Trudge officially came together in September 2015, though they didn’t take it very seriously. Giduz said that personally, Trudge started out as a joke.
“We didn’t go into it with a mission or anything. At first I was just goofing off,” he said.
When the band thought Storelli might move, they worried about the future of Trudge.
“We didn’t know where it was going because we all had feet in different projects, and that felt like it wasn’t going to go anywhere,” Presson said.
When things got challenging is exactly when Trudge reigned in their creative focus. Together they were able to create work that’s more mature both musically and lyrically than work they’ve done in the past.
“In the very beginning, from a lyrical standpoint, it wasn’t anything but just pure ignorant, pissed off music,” Presson said.
Presson doesn’t have much of a hand in the writing but said he is proud of Storelli and Giduz, who do most of the writing, for how much they’ve improved and matured for Trudge’s upcoming release.
“It’s definitely next level and way more thought out,” Owens said.
Giduz said part of the process for writing new music was often just recording snippets on his phone and working with Storelli until they were the best they could be.
Though Trudge had to tighten up on their creative process, they insist on only two things when it comes to their shows: having fun and not hurting anyone.
“Hardcore shows can get a little rowdy but we’ve never been about any of that,” Presson said. “Our whole scene’s pretty tight.”
Giduz said that when they play, the energy is always high, and said that the way the audience “gets rowdy” is an inspiring sight.
“All of our fans are just our friends who bring their friends,” he said.
Because of this, Trudge has watched their local following grow.
“It’s really crazy that such a heavy band could come out of a place like Boone, but it’s also super cool,” freshman English major Parker Smith said.
Presson said they have a local following in Boone, and are often connected to what he called their “father band,” Junior in His Prime.
Giduz said the intersection of hardcore and DIY makes for a pretty cool community.

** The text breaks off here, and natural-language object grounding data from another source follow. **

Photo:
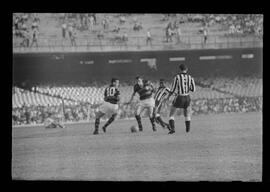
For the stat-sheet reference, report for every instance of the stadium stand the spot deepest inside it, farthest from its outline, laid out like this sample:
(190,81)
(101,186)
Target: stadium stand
(219,95)
(106,30)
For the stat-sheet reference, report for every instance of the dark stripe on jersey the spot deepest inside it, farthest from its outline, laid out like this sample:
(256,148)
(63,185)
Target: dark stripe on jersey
(175,83)
(188,84)
(192,85)
(181,84)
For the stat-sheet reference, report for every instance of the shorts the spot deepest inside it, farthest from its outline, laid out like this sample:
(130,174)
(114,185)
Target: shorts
(107,107)
(150,102)
(181,101)
(158,106)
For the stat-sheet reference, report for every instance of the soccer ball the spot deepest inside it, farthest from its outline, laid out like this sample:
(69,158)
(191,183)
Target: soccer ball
(134,129)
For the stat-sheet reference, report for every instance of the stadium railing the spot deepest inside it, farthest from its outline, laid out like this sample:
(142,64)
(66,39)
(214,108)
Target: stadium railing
(138,43)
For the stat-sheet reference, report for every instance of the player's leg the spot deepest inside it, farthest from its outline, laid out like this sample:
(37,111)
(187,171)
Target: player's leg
(152,117)
(171,119)
(187,114)
(99,114)
(138,117)
(158,117)
(150,105)
(112,109)
(112,118)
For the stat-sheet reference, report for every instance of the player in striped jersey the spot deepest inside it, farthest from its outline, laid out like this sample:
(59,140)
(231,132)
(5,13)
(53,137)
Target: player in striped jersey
(161,95)
(182,85)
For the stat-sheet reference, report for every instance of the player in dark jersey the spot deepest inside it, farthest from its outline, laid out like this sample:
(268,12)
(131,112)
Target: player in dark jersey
(161,95)
(145,90)
(182,85)
(109,106)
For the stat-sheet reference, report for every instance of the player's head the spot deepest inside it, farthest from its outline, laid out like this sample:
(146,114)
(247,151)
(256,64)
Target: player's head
(161,83)
(183,68)
(146,82)
(115,82)
(139,81)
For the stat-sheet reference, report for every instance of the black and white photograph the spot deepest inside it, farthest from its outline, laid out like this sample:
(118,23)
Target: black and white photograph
(137,97)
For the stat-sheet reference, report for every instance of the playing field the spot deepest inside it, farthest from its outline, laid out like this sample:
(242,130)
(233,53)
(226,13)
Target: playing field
(220,147)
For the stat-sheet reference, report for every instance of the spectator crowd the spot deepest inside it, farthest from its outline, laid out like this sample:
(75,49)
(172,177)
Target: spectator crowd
(83,112)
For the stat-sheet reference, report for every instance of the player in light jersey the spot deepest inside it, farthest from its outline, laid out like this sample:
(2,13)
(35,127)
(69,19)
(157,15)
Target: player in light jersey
(52,122)
(109,106)
(145,90)
(162,94)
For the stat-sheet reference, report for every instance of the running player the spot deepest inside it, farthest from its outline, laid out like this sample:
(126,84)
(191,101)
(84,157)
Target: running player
(145,90)
(52,122)
(109,106)
(161,95)
(182,85)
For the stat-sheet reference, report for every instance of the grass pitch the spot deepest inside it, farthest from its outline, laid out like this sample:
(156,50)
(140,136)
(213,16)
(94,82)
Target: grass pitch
(223,147)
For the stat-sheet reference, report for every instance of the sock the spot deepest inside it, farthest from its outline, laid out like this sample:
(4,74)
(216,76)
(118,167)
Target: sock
(109,121)
(138,118)
(160,121)
(152,120)
(171,122)
(97,121)
(187,126)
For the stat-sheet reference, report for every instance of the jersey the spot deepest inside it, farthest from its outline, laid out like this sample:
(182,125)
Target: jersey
(111,95)
(183,84)
(161,94)
(145,92)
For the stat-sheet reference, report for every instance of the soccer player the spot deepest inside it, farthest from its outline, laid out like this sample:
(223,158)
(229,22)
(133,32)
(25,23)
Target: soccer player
(145,90)
(161,95)
(51,122)
(182,85)
(109,106)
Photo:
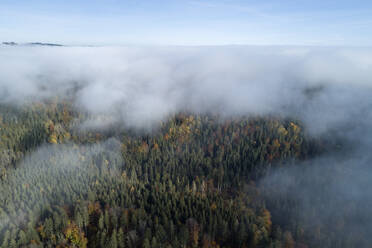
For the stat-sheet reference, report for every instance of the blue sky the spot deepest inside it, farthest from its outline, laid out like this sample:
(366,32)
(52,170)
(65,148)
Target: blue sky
(188,22)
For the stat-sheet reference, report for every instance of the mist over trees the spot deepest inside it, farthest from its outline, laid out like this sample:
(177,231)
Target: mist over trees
(185,147)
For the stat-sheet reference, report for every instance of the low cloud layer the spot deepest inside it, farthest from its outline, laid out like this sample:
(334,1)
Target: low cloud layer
(329,89)
(142,85)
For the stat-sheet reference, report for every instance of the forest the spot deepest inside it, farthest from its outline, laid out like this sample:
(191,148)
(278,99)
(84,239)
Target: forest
(193,181)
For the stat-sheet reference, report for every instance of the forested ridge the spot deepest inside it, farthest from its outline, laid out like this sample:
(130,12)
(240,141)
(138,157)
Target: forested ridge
(191,182)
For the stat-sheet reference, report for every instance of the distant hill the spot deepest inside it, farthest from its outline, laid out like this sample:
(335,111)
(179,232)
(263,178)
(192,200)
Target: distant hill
(31,44)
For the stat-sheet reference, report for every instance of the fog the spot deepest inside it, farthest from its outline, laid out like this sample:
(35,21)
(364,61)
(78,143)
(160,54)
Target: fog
(142,85)
(328,89)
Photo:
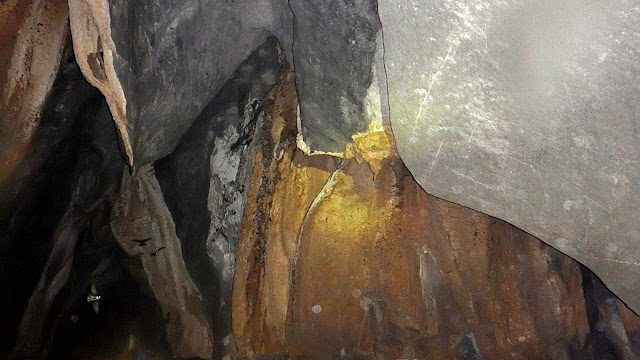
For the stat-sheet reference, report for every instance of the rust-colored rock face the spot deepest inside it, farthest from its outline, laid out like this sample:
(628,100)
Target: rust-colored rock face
(335,262)
(32,36)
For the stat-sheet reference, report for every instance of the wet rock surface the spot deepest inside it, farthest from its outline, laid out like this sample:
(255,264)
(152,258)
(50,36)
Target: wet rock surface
(226,239)
(335,262)
(527,111)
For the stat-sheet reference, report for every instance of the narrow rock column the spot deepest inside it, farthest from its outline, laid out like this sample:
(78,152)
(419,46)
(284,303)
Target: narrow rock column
(143,226)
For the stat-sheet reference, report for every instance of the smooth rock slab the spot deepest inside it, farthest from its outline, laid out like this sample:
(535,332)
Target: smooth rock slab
(527,111)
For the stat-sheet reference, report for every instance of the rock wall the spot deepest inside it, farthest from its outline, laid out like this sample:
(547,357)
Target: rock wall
(338,261)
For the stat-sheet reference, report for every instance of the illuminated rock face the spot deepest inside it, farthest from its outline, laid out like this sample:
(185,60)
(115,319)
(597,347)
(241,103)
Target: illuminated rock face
(242,244)
(527,111)
(334,261)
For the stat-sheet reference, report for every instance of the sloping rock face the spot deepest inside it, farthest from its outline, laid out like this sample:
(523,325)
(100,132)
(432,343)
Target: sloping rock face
(34,34)
(336,261)
(527,111)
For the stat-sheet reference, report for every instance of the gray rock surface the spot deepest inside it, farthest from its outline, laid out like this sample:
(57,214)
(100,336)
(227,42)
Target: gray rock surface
(527,111)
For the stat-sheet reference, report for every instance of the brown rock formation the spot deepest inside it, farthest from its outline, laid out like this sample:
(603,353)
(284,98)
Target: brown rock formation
(334,262)
(32,36)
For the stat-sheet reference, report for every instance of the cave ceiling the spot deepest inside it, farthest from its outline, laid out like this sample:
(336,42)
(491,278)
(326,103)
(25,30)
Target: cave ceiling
(529,118)
(525,110)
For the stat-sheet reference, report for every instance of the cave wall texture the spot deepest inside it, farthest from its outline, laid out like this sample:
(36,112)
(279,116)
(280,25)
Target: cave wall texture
(258,179)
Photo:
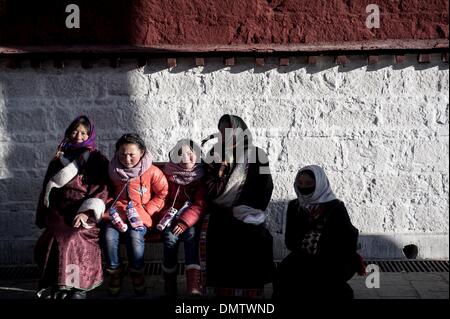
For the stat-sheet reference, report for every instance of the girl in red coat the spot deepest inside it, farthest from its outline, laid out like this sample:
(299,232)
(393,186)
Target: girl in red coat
(185,174)
(140,189)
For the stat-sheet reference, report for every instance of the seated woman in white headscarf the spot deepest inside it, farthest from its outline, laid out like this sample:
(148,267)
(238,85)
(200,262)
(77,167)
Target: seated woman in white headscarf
(322,241)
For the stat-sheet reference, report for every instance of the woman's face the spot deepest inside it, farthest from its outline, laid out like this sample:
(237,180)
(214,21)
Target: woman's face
(306,184)
(79,134)
(188,157)
(130,155)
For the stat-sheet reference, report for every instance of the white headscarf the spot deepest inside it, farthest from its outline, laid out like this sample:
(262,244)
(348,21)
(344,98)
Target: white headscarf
(322,193)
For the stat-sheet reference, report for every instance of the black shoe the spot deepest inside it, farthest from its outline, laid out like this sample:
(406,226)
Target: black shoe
(78,295)
(61,294)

“Some bands contact you, you make a Facebook event page, people show up and pay a little bit of money at the door, then they get to watch these bands play in a basement or a garage or whatever and everybody has a good time,” Giduz said. “It’s all do it yourself.”
DIY also means that Trudge is not backed by a record label so they are left to book and promote their own shows, print their own merch and even pay recording and travel expenses out of pocket.
Presson said the band is not out to make money and has made a lot of friends at their shows.
“There are a lot of places we go where people just say ‘here’s my living room, have some fun,’ and when a group of people are of that mindset a lot of people show respect.”
Tucked away behind a salvage lot on Westview Heights Drive is Boone’s own DIY spot known as Westview House.
Presson said the house has been a blessing, and that performing new music is the most vulnerable you can make yourself.
“It’s a cool thing that everyone gathers at a random address that somebody gave out and wants to watch that,” he said.
Trudge’s new EP, “Left to Rot,” is set to come out within the next month or two.
“This new release was a long time coming,” Giduz said. “For a while I felt like we were playing shows that were higher caliber than the music we had online, so it’s cool to have new songs that we want to play live, and these are the songs we want to be known for.”
Trudge plans to premiere the first single from this EP with a music video recorded by Errick Easterday.
“He’s very talented and we are so lucky to have worked with him,” Presson said.
This summer, Trudge will embark on a small tour up the East Coast with Promise Breaker, another DIY hardcore band from Pennsylvania.
“We have a very small but loyal fan base and it’s cool to see people care about what we do so we want to give them music that makes them keep caring about what we do,” Giduz said.
Trudge’s music can be found on Bandcamp and until the release of “Left to Rot,” people can enjoy two previously released demos.